Last year Orla drilled 11,900 metres in 91 holes at the project.
Drilling resumed in January this year, and so far the company has released three batches of assay results from the project’s Caballito copper-gold zone.
In mid-May, the company reported that diamond drill hole 18-160 intersected 85.8 metres grading 0.39 gram gold and 1.44% copper from 39.6 metres downhole. (Two other holes did not intersect significant values).
Tara Hassan, a mining analyst at Raymond James in Vancouver, says the latest drilling supports Orla’s interpretation of the induced-polarization (IP) survey results.
“Orla’s current interpretation is that the higher-grade, copper-gold mineralization is related to areas of moderate chargeability and low resistivity due to high sulphide content of the mineralization,” the mining analyst writes in a research note. “Further IP work is underway at the Quemita zone located 1.2 km northwest of the Caballito zone, as indications of Caballito-style, copper-gold mineralization have been identified.”
In March, assays from drill hole 18-157 showed 124.5 metres grading 0.47 gram gold and 1.54% copper from 75 metres downhole. In addition to the copper-gold intersection, the hole had an upper intersection of gold that graded 0.73 gram over 30 metres from 9 metres downhole in oxide, with another 13.5 metres grading 0.59 gram in sulphide. Drill hole 18-156 — 100 metres west of 18-157 — cut 147.6 metres grading 0.21 gram gold and 0.33% copper from 46.2 metres downhole.
In January, drill hole 17-148 returned 102.5 metres grading 0.46 gram gold and 1.21% copper, while 17-141 intersected 87.9 metres grading 0.36 gram gold and 0.74% copper, and 52.8 metres averaging 0.2 gram gold and 0.52% copper.

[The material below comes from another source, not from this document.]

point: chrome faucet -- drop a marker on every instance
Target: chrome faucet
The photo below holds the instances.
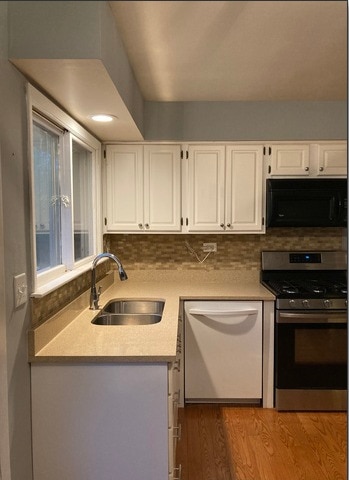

The company has recently received a permit to drill in the Sombrero area just north of the Caballito zone, which will enable drilling to test for potential extensions to the copper-gold mineralization north of the area drilled to date.
Drilling in Sombrero will also target near-surface oxide mineralization that outcrops.
Company geologists have re-examined core from sulphide intercepts below the Quemita oxide gold reserve (1.2 km northwest of Caballito) and have found indications of Caballito-style, copper-gold mineralization with low arsenic. More work is underway, including extending the 2018 IP grid northward through the area.
Prefontaine could not be reached for comment about the drill results before press time, but said in a press release that drilling at Caballito shows a shallow, west-dipping zone of high-grade, copper-gold mineralization that has been defined for 600 metres along a northwest trend.
Hassan of Raymond James noted that the latest drill results from Cerro Quemo “continue to highlight the potential to define a copper-gold resource that could supplement the existing oxide project.”
Orla’s shares have traded between $1.04 and $1.85 over the last year and at press time were at $1.30 apiece.
The company has 179 million shares outstanding for a $233-million market capitalization.
Hassan has a $2.50-per-share target price on the stock.
“Orla is well positioned against exploration and development peers due to its advanced and lower-cost asset base, experienced and successful management team and board, and strong shareholder registry that include strategic investors and sizable insider ownership.”
As of March, the company had $31 million in cash and no debt.
Shareholders include CI Investments (4.6%), M&G Investments (3.4%), Franklin Advisers (3.3%), AGF Investments (2.5%), First Eagle Investment Management (1.3%), RBC Global Asset Management (1.3%) and Wexford Capital (1%).
Orla’s other heap-leach opportunity is its Camino Rojo gold-silver project in Zacatecas, Mexico, 50 km southeast of Goldcorp’s large Penasquito polymetallic mine.
The company acquired the oxide asset from Goldcorp in June 2017 for 31.9 million shares and a 2% net smelter return royalty, which valued the deal at $35 million.
Goldcorp bought Camino Rojo in early 2010 via a US$300-million, all-share acquisition of Canplats Resources, and spent US$150 million in technical work, including more than 250,000 metres of drilling in addition to airborne-gravity, and magnetic and transient electromagnetic surveys.